Researchers at the Stanford Internet Observatory have detected child sexual abuse material in one of the large databases used to train image-generating artificial intelligences, some as popular as Stable Diffusion. Models trained on this dataset, known as LAION-5B, are being used to create photorealistic nude images through AI, including some of child sexual exploitation.

LAION-5B is a database with 5.85 billion text-image links extracted from the Internet that are used for training generative AIs dedicated to image creation. Their purpose, as they explain on their website, is to “democratize research and experimentation in the training of large-scale multimodal models”, although they admit that their database is unsupervised and that the “non-selected nature of the data set” can result in “very uncomfortable and disturbing content.”

Members of the Stanford Internet Observatory (SIO) have discovered that it contained 3,226 images of sexually abused children among all that training data, of which 1,008 were externally validated.

An earlier report by SIO and Thorn, a nonprofit group that monitors child online safety, found that rapid advances in machine learning were making it possible to create realistic images that facilitate child sexual exploitation using AI imaging models. open source. And what this new research reveals is that these models are trained directly with images of child sexual abuse present in open access databases such as LAION-5B.

The dataset examined included child exploitation content extracted from a wide variety of sources, including mainstream social media websites and popular adult video platforms, as explained in a note released by the Observatory.

Those working in the field of artificial intelligence ethics have long warned that the massive scale of these technological tools’ training data sets makes it materially impossible to filter them or audit the AI ??models that use them.

However, technology companies, eager to position themselves in the growing generative AI market, have largely ignored these concerns and have built and continue to build their products on AI models trained on these massive data sets.

“We are facing a situation that is not new and that will be repeated due to the lack of transparency both at the data governance level and at the technical level about the type of data that is used to train AI systems, especially LLM or great language models”, explains Albert Sabater Coll, director of the Chair – Observatory of Ethics in Artificial Intelligence of Catalonia, at the University of Girona, in relation to the presence of data on child sexual abuse in the LAION database.

And he emphasizes that, although by itself it is not enough to guarantee that the data with which AI is trained is correct and appropriate, “transparency not only fosters a culture of responsibility and ethical development of artificial intelligence but is also key to build effective, fair and reliable systems.
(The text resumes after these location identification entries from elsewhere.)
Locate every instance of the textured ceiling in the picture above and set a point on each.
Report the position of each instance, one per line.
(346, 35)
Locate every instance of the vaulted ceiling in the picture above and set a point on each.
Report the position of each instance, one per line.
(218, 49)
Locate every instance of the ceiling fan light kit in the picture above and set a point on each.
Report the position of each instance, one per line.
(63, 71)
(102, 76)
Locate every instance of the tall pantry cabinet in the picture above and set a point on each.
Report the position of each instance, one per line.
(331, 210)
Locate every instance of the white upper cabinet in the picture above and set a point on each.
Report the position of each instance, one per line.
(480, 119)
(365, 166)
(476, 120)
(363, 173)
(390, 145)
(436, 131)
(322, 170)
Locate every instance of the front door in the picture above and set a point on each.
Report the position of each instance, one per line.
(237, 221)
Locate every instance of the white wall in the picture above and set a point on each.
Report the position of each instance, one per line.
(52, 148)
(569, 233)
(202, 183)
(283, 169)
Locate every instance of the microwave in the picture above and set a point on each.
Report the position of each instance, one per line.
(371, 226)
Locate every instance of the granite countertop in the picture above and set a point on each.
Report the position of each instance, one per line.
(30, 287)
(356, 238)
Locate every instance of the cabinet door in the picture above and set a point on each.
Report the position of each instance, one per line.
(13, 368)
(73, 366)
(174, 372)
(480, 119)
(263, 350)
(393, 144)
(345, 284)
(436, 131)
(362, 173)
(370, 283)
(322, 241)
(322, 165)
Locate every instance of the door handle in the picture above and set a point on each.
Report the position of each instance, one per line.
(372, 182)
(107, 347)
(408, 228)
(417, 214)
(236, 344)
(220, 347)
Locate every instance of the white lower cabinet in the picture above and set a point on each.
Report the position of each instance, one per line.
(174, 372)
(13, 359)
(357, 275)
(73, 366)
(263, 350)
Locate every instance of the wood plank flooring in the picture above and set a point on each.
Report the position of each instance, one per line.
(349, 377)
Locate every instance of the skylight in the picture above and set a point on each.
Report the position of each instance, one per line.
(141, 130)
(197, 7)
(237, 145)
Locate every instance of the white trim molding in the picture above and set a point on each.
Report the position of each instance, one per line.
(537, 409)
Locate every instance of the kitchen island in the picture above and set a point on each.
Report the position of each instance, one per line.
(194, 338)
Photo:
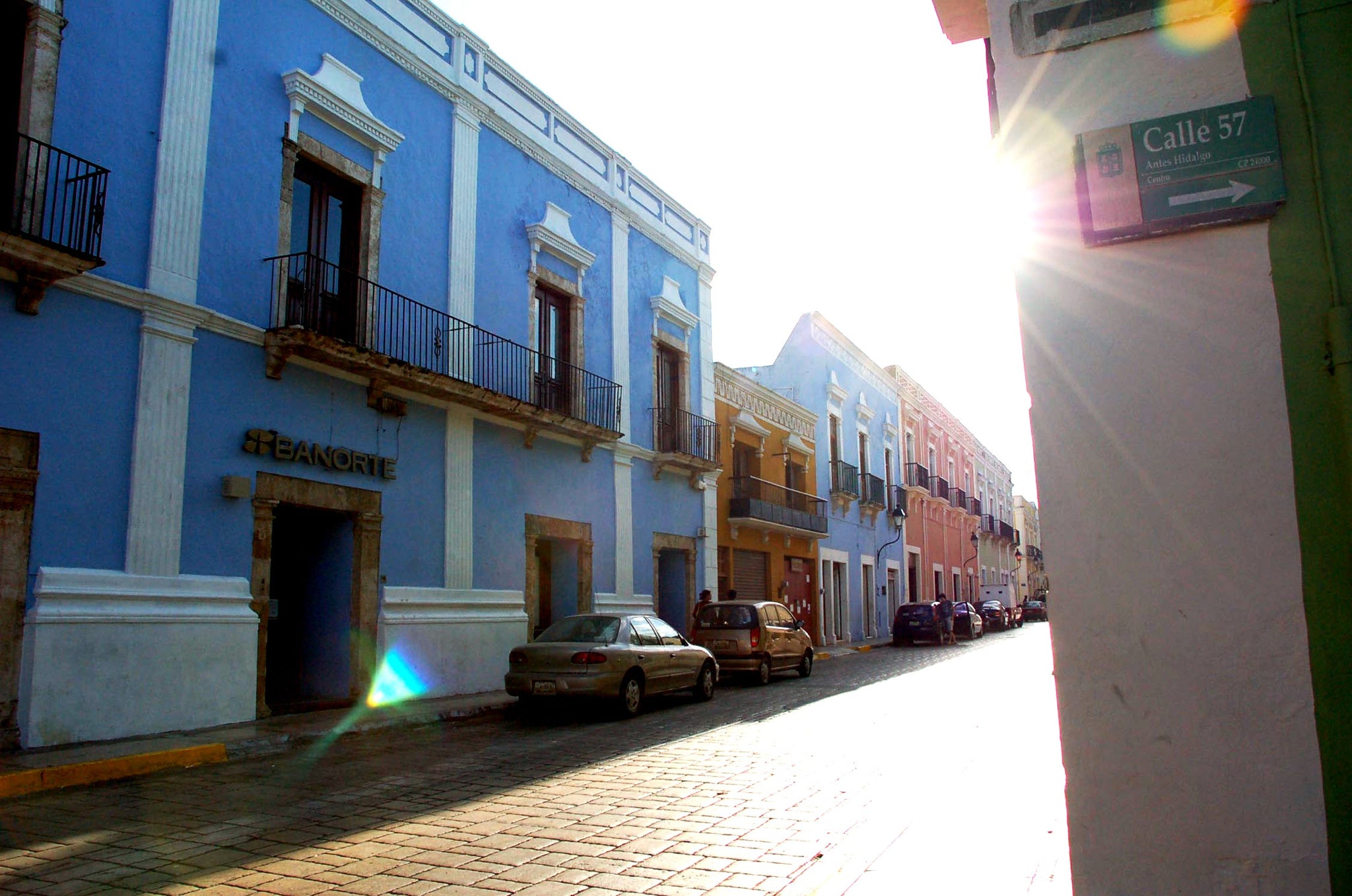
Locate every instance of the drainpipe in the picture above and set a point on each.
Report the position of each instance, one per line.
(1340, 317)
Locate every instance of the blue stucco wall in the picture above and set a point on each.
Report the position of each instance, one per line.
(513, 191)
(545, 480)
(244, 183)
(230, 395)
(116, 123)
(648, 264)
(71, 376)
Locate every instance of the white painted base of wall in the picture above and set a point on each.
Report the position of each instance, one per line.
(624, 604)
(107, 655)
(455, 641)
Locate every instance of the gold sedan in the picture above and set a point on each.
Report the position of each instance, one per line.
(615, 657)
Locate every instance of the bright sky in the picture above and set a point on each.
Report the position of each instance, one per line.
(841, 156)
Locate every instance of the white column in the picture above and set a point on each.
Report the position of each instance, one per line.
(620, 315)
(182, 160)
(624, 526)
(464, 203)
(706, 398)
(460, 499)
(160, 445)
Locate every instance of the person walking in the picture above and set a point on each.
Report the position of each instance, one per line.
(945, 621)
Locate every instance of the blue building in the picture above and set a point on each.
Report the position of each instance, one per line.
(333, 350)
(856, 400)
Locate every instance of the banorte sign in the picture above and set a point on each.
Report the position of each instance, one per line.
(330, 457)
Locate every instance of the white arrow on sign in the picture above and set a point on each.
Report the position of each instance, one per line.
(1233, 192)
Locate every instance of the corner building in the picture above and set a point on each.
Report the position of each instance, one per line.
(770, 515)
(330, 341)
(860, 558)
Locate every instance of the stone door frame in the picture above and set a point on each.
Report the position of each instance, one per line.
(568, 530)
(18, 494)
(690, 546)
(362, 507)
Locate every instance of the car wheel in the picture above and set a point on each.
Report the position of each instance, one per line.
(703, 688)
(630, 695)
(763, 670)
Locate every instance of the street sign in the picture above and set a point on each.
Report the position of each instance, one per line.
(1209, 166)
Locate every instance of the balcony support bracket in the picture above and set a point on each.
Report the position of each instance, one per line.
(379, 400)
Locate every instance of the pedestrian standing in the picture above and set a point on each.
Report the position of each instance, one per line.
(945, 621)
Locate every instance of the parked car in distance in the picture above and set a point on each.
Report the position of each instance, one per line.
(994, 615)
(615, 657)
(914, 622)
(967, 621)
(759, 637)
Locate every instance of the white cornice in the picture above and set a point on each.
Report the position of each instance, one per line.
(669, 305)
(333, 95)
(461, 80)
(555, 236)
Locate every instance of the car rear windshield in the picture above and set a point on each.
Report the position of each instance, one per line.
(583, 629)
(716, 617)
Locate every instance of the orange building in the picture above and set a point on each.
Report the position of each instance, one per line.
(770, 519)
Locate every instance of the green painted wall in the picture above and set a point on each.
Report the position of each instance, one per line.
(1305, 292)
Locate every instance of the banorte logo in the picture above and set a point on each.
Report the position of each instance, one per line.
(260, 441)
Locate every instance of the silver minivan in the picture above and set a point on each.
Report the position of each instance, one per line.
(760, 637)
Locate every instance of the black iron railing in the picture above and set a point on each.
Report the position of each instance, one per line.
(316, 295)
(846, 479)
(681, 432)
(917, 476)
(874, 491)
(753, 497)
(939, 487)
(54, 198)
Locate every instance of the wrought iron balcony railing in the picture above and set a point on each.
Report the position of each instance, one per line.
(846, 479)
(917, 476)
(54, 198)
(874, 491)
(314, 295)
(753, 497)
(681, 432)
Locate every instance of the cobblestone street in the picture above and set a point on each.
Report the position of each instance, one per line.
(898, 771)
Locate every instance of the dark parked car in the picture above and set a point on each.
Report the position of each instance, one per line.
(913, 622)
(967, 621)
(994, 615)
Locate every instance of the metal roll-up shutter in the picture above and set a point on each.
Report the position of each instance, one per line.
(749, 573)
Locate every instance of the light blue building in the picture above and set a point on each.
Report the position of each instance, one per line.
(860, 583)
(345, 352)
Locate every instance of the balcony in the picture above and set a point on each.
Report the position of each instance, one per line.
(775, 507)
(917, 476)
(51, 219)
(939, 487)
(341, 321)
(685, 441)
(874, 492)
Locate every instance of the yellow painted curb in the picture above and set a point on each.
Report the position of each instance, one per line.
(123, 767)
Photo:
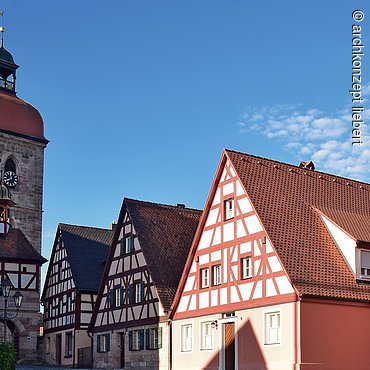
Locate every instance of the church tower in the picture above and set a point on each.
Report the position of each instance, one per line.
(22, 145)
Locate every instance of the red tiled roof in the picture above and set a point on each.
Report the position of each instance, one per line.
(20, 117)
(16, 246)
(165, 234)
(285, 198)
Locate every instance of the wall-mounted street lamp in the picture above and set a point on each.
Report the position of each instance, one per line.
(6, 286)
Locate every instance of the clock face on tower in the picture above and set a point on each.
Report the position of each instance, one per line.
(10, 179)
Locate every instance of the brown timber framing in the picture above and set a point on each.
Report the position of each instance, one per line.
(125, 279)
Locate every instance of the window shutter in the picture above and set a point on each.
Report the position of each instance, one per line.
(142, 290)
(122, 291)
(147, 338)
(159, 337)
(141, 333)
(131, 293)
(111, 298)
(107, 342)
(130, 340)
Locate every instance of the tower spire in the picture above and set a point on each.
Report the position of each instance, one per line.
(2, 28)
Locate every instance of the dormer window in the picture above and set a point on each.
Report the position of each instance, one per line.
(365, 263)
(229, 208)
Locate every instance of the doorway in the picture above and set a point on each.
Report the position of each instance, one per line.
(229, 344)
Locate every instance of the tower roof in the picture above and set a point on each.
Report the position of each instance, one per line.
(5, 55)
(20, 118)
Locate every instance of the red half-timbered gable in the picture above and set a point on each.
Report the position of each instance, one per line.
(234, 264)
(280, 251)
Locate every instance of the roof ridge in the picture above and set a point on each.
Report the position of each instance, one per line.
(84, 227)
(297, 167)
(163, 205)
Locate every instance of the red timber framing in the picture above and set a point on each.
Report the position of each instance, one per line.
(24, 275)
(232, 264)
(127, 294)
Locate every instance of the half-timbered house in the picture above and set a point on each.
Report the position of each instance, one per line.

Because, remember Sabater, AI systems are only as good as the data they are trained on, and if the data set is biased, the AI ??will likely perpetuate or even amplify those biases.

For this reason, he considers that governments and international organizations must enact regulations “in which transparency over data sets is a kind of Kantian imperative and there must always be information about where the data comes from, how it was collected and whether it respects human rights.” privacy of the people whose data could be included.

According to the director of the AI ??Ethics Observatory of Catalonia, “only in this way will it be possible to understand and identify why an AI system could be making errors or behaving in an anomalous or unacceptable way due to the training data.”

Regarding the research conducted by the Stanford Internet Observatory, the identified material is currently being removed, as the researchers reported the URLs of the images to the National Center for Missing and Exploited Children (NCMEC) in the United States and to the Canadian Center for Child Protection (C3P).

The study was conducted using alphanumeric tools that compare an image’s fingerprint to databases from nonprofit organizations that receive and process reports of online child sexual exploitation and abuse, and the researchers suggest these practices would be a good method. to clean and minimize the presence of this type of content in the data sets used to train AI models.

LAION, for its part, has temporarily withdrawn its database to ensure that “they are safe before republishing them,” according to sources from the firm declared to the technology portal 404 Media.